The technique was introduced two years ago by Dr. Richard Berger, a Chicago-based surgeon who had worked almost a decade to develop it with assistance from an Indiana company that specializes in surgical tools for hip and knee replacements. Freiberg said it would not enter the mainstream of orthopedic surgery right away, because the complex procedure takes considerable time to learn and only a handful of surgeons are qualified to teach it.
"I don't know if it will be the norm in the next few years," he said, "but there will eventually be a lot of patients."
Freiberg's team, the only local doctors currently offering the procedure, will pick patients on a case-by-case basis. Patients cannot be obese, he said, and must be generally healthy.
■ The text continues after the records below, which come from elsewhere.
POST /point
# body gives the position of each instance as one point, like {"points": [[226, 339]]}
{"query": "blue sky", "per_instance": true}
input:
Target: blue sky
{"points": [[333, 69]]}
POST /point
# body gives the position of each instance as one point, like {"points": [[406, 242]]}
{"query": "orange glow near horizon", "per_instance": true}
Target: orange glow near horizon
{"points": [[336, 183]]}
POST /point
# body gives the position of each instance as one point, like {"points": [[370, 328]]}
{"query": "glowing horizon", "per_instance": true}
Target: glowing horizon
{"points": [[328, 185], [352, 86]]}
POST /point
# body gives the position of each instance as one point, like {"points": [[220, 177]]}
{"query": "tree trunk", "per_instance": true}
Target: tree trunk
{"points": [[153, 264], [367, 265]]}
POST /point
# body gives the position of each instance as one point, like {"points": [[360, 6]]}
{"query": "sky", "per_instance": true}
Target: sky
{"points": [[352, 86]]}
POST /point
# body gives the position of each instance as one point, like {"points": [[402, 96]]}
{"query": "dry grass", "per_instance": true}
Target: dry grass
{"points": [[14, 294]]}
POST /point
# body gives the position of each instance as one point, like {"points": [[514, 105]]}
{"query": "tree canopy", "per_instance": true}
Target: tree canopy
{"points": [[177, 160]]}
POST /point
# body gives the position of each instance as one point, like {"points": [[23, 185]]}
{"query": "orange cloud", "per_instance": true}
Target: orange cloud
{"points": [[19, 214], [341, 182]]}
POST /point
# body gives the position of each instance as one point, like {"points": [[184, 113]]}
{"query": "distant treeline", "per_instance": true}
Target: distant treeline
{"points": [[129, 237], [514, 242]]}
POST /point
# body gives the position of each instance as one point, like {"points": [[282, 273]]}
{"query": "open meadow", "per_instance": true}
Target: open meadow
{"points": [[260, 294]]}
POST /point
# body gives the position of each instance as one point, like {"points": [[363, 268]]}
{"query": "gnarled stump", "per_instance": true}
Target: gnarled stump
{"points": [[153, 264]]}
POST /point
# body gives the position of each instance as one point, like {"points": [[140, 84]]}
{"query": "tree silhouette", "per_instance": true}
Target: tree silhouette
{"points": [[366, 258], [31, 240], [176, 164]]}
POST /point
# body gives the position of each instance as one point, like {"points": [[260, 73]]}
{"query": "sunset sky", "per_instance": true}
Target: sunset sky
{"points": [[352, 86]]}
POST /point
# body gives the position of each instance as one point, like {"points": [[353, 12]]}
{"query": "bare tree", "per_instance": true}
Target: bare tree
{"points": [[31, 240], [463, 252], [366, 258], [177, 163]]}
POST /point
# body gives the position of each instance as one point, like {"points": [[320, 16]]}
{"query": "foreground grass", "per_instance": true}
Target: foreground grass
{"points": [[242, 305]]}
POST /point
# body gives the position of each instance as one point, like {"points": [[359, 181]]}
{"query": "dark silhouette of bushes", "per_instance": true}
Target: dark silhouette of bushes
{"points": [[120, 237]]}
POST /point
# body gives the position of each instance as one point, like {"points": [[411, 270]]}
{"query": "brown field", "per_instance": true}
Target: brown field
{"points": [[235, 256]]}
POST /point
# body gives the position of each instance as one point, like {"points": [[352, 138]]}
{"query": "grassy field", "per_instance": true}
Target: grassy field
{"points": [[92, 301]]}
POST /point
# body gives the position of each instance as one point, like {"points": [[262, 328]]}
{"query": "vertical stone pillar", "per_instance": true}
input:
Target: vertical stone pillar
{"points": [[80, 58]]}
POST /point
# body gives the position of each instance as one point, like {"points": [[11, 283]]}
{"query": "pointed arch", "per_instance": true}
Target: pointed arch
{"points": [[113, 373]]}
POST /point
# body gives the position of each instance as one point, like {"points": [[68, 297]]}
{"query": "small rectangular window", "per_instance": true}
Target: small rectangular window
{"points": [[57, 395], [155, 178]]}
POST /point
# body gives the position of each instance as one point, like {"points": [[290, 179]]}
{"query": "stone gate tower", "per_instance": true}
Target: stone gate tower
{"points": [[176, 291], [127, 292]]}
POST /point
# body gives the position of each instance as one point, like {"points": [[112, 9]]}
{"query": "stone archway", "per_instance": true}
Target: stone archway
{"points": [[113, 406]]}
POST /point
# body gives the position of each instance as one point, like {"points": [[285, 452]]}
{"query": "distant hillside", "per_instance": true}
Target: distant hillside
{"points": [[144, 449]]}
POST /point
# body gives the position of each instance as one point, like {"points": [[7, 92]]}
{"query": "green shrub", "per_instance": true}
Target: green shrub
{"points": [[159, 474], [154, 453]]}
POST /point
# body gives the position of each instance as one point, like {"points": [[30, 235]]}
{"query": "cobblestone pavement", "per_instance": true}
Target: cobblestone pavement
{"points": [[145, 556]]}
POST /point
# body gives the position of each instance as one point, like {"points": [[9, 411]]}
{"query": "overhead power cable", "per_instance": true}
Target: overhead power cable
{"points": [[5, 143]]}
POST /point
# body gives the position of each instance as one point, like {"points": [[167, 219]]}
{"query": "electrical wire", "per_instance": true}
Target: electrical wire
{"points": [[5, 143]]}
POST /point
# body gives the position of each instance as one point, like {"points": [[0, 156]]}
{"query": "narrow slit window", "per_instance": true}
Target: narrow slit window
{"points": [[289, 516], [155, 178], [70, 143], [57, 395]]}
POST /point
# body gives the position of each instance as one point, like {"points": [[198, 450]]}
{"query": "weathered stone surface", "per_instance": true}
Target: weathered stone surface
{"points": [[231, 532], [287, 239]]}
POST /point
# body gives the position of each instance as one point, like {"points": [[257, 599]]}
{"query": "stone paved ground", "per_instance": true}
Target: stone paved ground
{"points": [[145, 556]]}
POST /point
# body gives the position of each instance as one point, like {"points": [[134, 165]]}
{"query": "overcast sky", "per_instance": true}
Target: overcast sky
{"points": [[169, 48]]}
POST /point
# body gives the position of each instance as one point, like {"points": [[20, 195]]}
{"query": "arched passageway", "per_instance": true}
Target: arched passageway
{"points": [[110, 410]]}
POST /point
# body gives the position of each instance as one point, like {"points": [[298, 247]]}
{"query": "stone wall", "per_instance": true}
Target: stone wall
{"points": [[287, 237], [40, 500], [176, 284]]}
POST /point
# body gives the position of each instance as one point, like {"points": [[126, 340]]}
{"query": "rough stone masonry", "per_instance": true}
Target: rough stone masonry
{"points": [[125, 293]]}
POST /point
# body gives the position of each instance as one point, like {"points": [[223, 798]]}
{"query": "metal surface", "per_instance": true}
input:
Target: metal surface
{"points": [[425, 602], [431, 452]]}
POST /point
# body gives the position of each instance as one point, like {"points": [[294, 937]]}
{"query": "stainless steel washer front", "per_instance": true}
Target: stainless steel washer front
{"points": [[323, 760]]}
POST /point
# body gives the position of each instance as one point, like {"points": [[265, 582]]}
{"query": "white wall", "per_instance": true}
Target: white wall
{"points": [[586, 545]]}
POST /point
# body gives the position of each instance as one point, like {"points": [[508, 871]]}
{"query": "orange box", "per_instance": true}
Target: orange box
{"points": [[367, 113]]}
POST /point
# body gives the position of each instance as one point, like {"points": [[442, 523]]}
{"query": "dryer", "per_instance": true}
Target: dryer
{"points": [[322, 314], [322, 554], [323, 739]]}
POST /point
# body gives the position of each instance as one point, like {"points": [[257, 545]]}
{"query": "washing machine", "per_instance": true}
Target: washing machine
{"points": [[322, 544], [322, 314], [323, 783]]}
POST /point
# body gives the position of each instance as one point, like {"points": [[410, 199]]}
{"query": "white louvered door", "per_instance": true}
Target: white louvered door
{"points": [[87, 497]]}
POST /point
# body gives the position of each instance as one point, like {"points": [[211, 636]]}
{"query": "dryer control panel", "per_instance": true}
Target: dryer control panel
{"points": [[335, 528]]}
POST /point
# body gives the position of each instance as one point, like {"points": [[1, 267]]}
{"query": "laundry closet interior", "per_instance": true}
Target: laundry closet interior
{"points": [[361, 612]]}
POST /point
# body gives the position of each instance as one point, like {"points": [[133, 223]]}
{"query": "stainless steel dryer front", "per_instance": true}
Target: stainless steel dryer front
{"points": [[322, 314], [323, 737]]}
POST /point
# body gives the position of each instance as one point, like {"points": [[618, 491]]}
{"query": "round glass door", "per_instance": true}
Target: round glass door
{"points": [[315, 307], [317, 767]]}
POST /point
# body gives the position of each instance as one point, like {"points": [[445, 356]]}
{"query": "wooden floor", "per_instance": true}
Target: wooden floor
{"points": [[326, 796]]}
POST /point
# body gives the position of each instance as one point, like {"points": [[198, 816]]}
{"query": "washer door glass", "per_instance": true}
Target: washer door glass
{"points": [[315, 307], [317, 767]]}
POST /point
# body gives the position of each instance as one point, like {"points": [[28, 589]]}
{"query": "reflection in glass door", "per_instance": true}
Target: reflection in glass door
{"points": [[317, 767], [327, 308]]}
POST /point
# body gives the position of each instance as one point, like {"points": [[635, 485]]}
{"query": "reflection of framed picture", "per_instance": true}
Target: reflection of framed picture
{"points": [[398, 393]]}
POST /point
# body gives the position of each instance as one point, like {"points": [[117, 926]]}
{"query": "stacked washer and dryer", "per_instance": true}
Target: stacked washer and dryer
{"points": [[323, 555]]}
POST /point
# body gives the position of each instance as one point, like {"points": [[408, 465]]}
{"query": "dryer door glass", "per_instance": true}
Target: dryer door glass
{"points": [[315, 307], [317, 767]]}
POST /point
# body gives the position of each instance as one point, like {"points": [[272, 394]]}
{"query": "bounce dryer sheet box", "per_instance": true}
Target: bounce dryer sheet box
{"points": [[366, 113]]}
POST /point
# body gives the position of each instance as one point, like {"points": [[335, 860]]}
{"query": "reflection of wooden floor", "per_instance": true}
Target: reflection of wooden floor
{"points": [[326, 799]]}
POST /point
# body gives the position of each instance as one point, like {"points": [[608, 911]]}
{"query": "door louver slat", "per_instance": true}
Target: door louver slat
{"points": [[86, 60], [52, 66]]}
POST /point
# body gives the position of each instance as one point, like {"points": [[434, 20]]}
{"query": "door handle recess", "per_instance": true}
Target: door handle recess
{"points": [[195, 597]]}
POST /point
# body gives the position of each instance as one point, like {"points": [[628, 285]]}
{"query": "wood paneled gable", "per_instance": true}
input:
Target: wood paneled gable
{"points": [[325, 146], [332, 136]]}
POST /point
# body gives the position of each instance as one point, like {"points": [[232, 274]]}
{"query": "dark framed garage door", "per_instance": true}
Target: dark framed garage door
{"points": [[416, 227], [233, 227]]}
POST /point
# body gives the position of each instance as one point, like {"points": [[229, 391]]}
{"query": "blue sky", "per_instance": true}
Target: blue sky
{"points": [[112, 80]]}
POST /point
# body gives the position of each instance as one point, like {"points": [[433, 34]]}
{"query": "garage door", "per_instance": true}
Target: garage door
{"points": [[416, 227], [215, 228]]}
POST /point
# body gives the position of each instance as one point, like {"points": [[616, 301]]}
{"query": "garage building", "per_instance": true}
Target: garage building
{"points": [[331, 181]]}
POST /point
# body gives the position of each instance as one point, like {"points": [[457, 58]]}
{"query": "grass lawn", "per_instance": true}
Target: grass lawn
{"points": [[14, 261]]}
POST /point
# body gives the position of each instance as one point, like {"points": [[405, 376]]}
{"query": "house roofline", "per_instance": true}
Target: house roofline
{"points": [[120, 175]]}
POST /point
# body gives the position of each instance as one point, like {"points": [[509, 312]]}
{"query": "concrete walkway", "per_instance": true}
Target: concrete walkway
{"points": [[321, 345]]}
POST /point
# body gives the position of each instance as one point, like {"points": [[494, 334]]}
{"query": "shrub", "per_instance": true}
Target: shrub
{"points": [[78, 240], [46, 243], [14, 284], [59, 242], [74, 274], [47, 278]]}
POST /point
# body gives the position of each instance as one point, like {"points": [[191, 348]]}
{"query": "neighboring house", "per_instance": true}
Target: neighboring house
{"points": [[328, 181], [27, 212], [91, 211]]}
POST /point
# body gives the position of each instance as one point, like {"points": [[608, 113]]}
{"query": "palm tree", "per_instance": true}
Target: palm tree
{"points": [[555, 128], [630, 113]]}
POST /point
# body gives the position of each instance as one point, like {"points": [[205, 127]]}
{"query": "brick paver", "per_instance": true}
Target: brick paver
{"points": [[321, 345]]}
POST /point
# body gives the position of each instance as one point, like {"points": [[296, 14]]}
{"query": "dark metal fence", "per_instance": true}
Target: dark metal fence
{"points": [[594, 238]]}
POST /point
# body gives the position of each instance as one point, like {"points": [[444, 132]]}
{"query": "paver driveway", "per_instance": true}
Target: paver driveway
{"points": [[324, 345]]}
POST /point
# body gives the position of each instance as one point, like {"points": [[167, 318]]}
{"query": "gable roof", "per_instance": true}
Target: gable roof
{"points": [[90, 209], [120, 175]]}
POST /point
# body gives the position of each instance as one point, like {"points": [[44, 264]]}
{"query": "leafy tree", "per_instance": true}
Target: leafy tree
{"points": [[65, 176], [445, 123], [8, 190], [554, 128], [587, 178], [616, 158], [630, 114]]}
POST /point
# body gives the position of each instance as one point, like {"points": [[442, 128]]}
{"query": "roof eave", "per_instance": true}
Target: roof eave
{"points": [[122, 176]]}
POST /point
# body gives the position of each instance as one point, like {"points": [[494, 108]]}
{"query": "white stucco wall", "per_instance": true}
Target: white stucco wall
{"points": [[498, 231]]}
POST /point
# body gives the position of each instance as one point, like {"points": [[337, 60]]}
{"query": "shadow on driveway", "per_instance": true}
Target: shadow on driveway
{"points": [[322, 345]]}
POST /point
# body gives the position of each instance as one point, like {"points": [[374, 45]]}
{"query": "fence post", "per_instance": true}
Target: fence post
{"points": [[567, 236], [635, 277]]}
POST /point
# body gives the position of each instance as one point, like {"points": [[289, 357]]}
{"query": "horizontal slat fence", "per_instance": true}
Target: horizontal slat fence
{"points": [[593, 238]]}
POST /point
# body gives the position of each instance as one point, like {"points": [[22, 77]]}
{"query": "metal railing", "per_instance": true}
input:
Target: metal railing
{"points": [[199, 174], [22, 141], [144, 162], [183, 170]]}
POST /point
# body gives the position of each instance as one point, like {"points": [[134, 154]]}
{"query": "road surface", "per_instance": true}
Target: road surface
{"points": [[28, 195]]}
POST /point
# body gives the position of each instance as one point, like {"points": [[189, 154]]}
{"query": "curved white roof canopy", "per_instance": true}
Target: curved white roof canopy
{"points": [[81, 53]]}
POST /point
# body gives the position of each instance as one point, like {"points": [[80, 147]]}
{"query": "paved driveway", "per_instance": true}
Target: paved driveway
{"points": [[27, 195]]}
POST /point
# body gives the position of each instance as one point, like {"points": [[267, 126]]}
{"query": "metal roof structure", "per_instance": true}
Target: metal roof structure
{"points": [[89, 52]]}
In standard hip replacements, surgeons cut a large opening along the thigh, then through the thigh muscle, to get to the bones. The tip of the femur is replaced with an artificial ball joint, and the socket is ground down and coated with a synthetic surface. The massive incision and the damaged muscle cause considerable bleeding and a complicated, painful recovery.
Berger, working with engineers at Zimmer, a surgical-instrument company in Warsaw, Ind., found that two small incisions, one above the hip joint and one on the thigh, would suffice. Using ultrathin surgical tools and tiny fiber-optic lights, Berger found he could do the entire procedure through the two slits. The tools can thread between muscles. Even the artificial ball implant fit through the tiny cuts.
"It's very surprising when people see it. You're not tearing the skin, you're just stretching it," he said.
Berger said his team has trained about 100 surgeons in the method, and has a nine-month waiting list for classes.
"It's a hard process to learn," said Berger.
predicting it would be years before the procedure would account for even 1 percent of hip replacements, because precision use of the cutting-edge tools necessary takes numerous, lengthy practice sessions to master. The new surgery costs the same as the standard operation, about $40,000, though surgeons hope to charge more in the future for the more complex procedure. Most insurance companies cover it.
Brack's operation required no blood transfusion. Afterward, oral pain pills rather than injected narcotics sufficed. Her recovery has been slightly slower than expected; she spent two more days in the hospital than most patients who undergo the new procedure. But her doctors said her rehabilitation would be as speedy as expected and she that would not need supervision at her Winthrop home, where she lives alone.
Rehabilitation from the new surgery requires about four weeks of muscle-strengthening exercises at home, whereas standard surgery patients must get supervised physical therapy for up to six weeks and at least a month more of exercise on their own.
"Here I come!" Brack said, standing in her hospital room. Four gingerly steps later, she was all grins: "I can't wait to get back to Harvard Square."
Then, resting back on her bed, Brack said of it all, simply: "I feel very fortunate."